La gestione degli autisti
Se i camion della Spiz percorrono pochi chilometri verrebbe da pensare che gli autisti siano sollevati dagli stress indotti dal percorrere su strada tratte troppo lunghe. Ciò non basta però per mettersi al riparo dal problema della carenza, segnato anche per l’azienda milanese da una duplice valenza: di autisti ce ne sono pochi e quei pochi – contrariamente alle 22 persone che lavorano nell’ufficio traffico e in amministrazione, tutti under 40 – non sono più giovanissimi. I conducenti italiani sono di più (il 70%), ma hanno un’età media di 56 anni. Gli stranieri si fermano a 45 anni, anche se «ce n’è qualcuno – sottolinea Spizzirri con orgoglio – «che lavora con noi da 18. Uno, addirittura, ha inserito in azienda il figlio, caso più unico che raro». Segno che evidentemente non li tratta male, come dimostra il fatto che, in questa fase critica, Spizzirri abbia concesso aumenti retributivi dal 15 al 25%. Soldi che ha potuto investire in fidelizzazione, anche perché – prima – è riuscito a sensibilizzare i clienti e a ottenere da loro tariffe migliori. In uno schema economico che non sarà circolare, ma fa girare al meglio i soldi.
L’arrivo dei Ford Trucks
Per fronteggiare invece la mancanza di camion, indotta da lunghi tempi di consegna, qualche mese fa Spizzirri ha acquistato otto Ford Trucks F-Max convinto da Massimo Portalupi della concessionaria Fortruckers di Assago, che «lo ha fatto ingolosire» – dice testualmente –impegnandosi al massimo per consegnarli il prima possibile. La loro accoglienza è stata imprevista: «Malgrado in flotta – continua Spizzirri – abbiamo veicoli di marchi premium con non più di 4 anni di vita, curati tramite officina interna per scongiurare al massimo i fermi macchina, gli autisti sono rimasti entusiasti dei Ford. Addirittura, il più anziano ha chiesto espressamente di guidarne uno perché lo preferiva agli altri».

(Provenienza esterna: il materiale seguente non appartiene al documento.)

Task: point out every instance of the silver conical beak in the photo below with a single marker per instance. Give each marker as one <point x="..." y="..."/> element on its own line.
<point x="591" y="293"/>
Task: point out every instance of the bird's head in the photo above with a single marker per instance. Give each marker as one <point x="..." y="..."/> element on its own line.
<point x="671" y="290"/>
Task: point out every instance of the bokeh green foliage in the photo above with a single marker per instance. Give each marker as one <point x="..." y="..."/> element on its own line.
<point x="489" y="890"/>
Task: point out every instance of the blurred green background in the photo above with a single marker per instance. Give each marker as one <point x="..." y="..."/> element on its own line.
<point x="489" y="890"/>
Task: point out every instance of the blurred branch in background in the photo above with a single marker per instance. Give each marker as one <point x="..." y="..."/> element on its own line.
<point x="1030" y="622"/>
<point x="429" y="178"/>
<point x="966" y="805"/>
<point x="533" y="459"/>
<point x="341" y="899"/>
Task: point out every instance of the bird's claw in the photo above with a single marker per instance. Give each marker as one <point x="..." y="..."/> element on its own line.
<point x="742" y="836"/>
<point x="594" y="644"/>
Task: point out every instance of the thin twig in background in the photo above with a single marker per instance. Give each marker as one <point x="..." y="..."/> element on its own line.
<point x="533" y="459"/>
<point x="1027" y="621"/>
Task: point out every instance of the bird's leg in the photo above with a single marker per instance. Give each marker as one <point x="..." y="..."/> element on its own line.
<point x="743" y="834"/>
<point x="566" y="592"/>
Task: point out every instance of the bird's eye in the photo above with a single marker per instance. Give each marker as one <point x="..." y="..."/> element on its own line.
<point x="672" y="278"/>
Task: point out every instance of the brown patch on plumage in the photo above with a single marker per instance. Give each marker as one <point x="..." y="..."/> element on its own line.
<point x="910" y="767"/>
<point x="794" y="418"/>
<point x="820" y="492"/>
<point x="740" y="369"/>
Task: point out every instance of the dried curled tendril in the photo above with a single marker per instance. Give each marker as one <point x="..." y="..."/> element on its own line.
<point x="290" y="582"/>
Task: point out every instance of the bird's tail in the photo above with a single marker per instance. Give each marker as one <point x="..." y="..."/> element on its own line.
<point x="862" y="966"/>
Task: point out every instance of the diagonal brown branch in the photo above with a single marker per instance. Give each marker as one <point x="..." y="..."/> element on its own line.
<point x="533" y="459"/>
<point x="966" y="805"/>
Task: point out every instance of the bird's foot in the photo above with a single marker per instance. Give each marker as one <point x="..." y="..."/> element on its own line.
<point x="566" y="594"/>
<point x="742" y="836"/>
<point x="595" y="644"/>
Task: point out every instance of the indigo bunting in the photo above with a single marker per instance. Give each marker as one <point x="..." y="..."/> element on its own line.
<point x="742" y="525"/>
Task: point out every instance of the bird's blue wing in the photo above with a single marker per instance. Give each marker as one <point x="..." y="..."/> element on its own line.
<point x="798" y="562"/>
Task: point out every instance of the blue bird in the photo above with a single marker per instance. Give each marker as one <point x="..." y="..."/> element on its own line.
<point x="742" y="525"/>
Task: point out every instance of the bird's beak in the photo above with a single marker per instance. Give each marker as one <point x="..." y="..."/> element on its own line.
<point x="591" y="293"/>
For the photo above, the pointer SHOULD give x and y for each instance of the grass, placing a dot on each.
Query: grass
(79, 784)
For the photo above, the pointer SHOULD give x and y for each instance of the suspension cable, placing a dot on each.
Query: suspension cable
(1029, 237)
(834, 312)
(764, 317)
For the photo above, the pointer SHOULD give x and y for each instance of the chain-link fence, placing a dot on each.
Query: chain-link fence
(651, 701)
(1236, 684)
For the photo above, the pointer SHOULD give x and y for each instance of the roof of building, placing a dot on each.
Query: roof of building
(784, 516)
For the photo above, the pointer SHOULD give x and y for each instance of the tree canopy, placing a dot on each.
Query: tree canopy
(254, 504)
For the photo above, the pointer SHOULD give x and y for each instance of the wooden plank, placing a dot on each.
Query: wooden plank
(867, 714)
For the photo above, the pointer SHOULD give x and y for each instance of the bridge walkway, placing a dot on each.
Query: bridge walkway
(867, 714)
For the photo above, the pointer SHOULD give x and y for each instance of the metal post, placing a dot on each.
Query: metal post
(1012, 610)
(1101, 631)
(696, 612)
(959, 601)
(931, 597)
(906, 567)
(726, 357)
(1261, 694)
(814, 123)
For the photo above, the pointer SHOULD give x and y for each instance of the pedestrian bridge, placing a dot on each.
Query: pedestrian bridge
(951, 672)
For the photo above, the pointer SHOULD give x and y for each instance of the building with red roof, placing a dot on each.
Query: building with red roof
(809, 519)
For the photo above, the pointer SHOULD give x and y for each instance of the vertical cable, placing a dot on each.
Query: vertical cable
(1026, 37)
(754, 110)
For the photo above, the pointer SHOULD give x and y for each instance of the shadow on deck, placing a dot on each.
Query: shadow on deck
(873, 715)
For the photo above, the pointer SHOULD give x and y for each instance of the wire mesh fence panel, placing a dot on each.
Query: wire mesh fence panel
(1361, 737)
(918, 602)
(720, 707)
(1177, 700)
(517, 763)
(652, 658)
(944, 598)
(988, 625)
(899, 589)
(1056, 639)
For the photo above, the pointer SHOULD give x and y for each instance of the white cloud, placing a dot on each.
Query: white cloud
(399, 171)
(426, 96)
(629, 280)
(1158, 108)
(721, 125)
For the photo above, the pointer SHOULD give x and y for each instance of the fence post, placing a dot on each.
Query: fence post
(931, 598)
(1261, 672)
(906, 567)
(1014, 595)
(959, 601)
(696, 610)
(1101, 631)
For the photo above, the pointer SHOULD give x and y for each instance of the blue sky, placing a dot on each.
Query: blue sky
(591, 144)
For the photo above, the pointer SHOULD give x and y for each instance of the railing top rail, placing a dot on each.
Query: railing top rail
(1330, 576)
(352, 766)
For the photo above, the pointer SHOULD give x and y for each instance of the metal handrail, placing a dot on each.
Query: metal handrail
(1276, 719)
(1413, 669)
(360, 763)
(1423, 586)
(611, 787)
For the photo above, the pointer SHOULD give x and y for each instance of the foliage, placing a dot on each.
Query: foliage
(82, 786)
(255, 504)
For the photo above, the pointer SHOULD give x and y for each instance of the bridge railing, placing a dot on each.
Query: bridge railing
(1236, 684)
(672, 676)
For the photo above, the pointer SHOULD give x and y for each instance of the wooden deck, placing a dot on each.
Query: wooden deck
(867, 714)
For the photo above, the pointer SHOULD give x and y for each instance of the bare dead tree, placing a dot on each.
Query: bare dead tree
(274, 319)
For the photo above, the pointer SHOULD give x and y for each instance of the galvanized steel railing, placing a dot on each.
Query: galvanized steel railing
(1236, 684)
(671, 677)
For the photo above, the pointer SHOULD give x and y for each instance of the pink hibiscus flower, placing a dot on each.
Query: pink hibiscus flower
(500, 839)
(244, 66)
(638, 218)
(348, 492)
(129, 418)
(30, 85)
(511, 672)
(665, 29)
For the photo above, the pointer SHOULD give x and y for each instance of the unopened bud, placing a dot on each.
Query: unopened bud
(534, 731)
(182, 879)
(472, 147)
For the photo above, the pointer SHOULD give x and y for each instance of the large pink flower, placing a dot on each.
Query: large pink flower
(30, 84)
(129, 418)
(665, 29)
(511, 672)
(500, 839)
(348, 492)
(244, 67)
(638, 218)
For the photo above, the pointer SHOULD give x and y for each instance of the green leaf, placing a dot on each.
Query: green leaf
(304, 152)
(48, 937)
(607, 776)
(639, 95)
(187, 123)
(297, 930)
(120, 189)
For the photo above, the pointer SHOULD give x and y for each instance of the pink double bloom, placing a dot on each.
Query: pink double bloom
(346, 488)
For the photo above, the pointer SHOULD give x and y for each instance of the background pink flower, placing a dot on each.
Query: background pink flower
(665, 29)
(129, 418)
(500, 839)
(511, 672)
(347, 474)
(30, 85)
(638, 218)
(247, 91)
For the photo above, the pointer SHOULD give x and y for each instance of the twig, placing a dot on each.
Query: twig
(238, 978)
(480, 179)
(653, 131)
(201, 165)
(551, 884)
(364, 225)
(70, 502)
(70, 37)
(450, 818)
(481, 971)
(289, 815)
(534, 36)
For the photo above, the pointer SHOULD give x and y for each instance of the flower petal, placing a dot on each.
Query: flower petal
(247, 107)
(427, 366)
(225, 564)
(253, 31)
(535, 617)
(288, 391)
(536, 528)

Sul fronte dei consumi Spizzirri non si sbilancia, ma si capisce che non è uno che si accontenta. Per ottimizzarli infatti si affida a tutto, dagli pneumatici green ai sistemi di assistenza alla guida più avanzati. «Per il momento i Ford rispondono bene – dice – ma credo possano fare ancora meglio quando arriveranno intorno ai 50-60 mila km». In più, per ottenere di più studia la doppia mappatura degli F-Max: «Stiamo testando su alcune tratte gli stessi mezzi facendoli viaggiare per 15 giorni a 450 CV e per altri 15 a 500 CV per poi confrontare i dati. Ritengo che non sempre convenga viaggiare alla massima potenza e, in particolare con certi pesi (nell’intermodale si trasportano anche 28 tonnellate), penso si possa risparmiare riducendola. Magari verrà fuori uno “zero-virgola” in meno, ma se lo si moltiplica per 100 mezzi diventano soldi, a maggior ragione con quello che costa il gasolio».
Tutte soluzioni che oggi appaiono palliativi sospesi. Perché nella contingenza attuale i problemi diventano una sorta di videogioco, in cui terminato un quadro ne inizia subito un altro. E non è detto che sia migliore. «Con la pandemia non ancora archiviata – scuote la testa Spizzirri – sono arrivati i venti bellici dall’Est che l’hanno fatta passare in secondo piano». E poi, per spiegare il concetto cita un suo cliente, arrivato per paradosso a rimpiangere il periodo dellockdown, quando «comunque si continuava a lavorare, il gasolio costava la metà, il traffico era azzerato, gli autisti erano meno arrabbiati e, per un breve periodo, persino considerati eroi». Ecco cosa significa quell’espressione: «Si stava meglio, quando si stava peggio».